4. Raman Spectroscopy Setup and Raman Spectral Mixture Data Set

We used a commercially available USB Raman spectrometer (QE Pro Raman+) for recording the Raman spectra. The laser excitation of the sample at 785 nm and Raman signal collection after excitation are performed by using a Raman fiber optic probe, which is equipped with excitation and collection fibers. The laser is coupled to the excitation fiber tip through the SMA-SMA connectors. It is then directed toward the chemical holder cuvette upon reflection off a dichroic mirror and is focused on the cuvette via a lens. The generated Raman signal is collected by the same lens, spectrally filtered, and coupled to the collection fiber tip. The collection fiber tip is then connected to the USB spectrometer.

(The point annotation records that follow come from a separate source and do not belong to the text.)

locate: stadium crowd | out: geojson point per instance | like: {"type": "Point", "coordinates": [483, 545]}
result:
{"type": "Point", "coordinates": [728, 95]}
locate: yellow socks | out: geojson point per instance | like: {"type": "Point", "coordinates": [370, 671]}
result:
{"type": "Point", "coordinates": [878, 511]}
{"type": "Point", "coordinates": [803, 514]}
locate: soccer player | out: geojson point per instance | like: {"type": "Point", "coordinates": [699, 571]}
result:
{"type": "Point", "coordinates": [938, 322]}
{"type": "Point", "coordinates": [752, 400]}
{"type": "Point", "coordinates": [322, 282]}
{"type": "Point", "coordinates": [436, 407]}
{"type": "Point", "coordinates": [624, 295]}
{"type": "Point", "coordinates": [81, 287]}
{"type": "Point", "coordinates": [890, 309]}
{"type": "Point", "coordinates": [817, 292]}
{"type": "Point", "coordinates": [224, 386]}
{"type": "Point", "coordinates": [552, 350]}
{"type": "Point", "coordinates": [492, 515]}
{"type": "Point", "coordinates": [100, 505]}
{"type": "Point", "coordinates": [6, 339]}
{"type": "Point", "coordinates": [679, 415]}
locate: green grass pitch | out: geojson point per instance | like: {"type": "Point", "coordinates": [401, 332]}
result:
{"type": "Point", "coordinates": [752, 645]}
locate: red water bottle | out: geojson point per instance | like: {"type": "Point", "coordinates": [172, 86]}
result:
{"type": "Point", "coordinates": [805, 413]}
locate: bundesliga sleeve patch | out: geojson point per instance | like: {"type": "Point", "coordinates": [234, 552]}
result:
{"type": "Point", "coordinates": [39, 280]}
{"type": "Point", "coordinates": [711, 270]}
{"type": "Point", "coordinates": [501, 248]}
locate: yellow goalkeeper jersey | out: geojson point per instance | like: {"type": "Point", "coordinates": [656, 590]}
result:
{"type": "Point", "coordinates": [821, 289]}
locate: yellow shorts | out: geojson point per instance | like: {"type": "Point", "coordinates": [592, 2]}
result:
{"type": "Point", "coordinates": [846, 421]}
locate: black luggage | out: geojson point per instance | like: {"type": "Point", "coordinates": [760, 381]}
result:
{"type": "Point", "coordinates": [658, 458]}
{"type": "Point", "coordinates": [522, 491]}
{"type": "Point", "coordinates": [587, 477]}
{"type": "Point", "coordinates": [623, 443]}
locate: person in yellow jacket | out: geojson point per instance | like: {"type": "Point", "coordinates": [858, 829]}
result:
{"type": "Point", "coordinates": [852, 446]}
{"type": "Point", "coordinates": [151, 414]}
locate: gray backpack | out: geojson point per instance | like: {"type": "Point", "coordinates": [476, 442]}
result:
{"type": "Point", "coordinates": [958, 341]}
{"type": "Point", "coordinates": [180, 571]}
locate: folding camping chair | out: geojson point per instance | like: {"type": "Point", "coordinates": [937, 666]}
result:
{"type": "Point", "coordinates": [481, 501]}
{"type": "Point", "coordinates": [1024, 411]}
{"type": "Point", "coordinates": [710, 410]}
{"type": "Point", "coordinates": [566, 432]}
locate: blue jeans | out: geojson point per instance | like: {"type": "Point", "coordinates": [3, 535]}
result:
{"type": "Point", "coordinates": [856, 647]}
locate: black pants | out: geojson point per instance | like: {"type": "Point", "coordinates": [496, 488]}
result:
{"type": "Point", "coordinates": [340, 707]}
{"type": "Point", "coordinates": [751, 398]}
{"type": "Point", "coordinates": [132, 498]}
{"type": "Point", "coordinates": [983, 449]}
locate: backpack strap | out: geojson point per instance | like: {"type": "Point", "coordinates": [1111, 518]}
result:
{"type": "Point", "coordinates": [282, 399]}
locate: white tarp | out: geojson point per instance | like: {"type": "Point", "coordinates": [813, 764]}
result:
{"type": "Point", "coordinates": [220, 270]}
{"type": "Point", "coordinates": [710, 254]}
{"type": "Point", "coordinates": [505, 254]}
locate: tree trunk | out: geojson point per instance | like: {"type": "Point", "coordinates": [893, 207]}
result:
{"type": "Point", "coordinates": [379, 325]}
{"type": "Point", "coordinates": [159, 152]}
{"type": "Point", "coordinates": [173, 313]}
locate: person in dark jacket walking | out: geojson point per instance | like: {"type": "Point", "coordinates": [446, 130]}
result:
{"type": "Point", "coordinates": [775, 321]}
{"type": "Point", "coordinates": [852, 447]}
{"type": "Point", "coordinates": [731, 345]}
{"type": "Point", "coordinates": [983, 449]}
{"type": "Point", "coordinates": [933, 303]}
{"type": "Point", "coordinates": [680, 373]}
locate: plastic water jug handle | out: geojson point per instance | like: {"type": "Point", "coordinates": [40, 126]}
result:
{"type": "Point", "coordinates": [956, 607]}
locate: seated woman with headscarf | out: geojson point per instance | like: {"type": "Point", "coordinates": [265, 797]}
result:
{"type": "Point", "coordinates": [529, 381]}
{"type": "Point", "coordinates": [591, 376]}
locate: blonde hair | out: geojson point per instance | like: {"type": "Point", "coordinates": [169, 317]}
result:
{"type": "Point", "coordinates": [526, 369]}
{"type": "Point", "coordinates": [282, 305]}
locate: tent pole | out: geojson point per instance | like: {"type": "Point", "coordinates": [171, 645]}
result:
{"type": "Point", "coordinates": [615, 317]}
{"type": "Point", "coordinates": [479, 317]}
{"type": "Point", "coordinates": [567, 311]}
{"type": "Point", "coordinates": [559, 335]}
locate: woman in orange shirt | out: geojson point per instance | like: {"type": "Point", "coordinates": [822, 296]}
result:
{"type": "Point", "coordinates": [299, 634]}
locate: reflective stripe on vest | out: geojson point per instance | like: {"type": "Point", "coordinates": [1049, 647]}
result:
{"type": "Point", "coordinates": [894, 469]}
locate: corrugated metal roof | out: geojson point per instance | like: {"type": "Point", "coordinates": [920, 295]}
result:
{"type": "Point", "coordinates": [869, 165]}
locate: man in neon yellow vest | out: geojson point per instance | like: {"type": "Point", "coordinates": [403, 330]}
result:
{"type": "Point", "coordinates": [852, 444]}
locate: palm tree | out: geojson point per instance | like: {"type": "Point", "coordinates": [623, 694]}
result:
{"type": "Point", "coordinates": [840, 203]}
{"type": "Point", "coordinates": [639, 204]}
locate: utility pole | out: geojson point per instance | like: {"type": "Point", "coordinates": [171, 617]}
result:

We collect a Raman data set of 37 samples in total, to identify and quantify the components in a given mixture, where the data set contains three chemicals and their various binary and ternary mixtures. We choose methanol (Tekkim TK.911022.02501), isopropyl alcohol (Tekkim TK.090250.02501), and ethanolamine (Fisher Chemical E/0701/08), i.e., easily accessible chemicals in laboratories. For Raman spectroscopy, we prepare the chemicals and their mixtures in cuvettes (ISOLAB I.098.02.002.100) that are typically used in spectrophotometers. First of all, we measured the Raman spectra of individual chemicals to determine the spectral characteristics of the chemicals. We also collect the spectrum of the empty cuvette to account for the spectral lines emitted from the chemical holder, which is made of polystyrene. We then prepare numerous mixtures of two chemicals with alternating ratios, from methanol, isopropyl alcohol, and ethanolamine, to expose the proposed transformer-based algorithm with a spectrally wide range of samples.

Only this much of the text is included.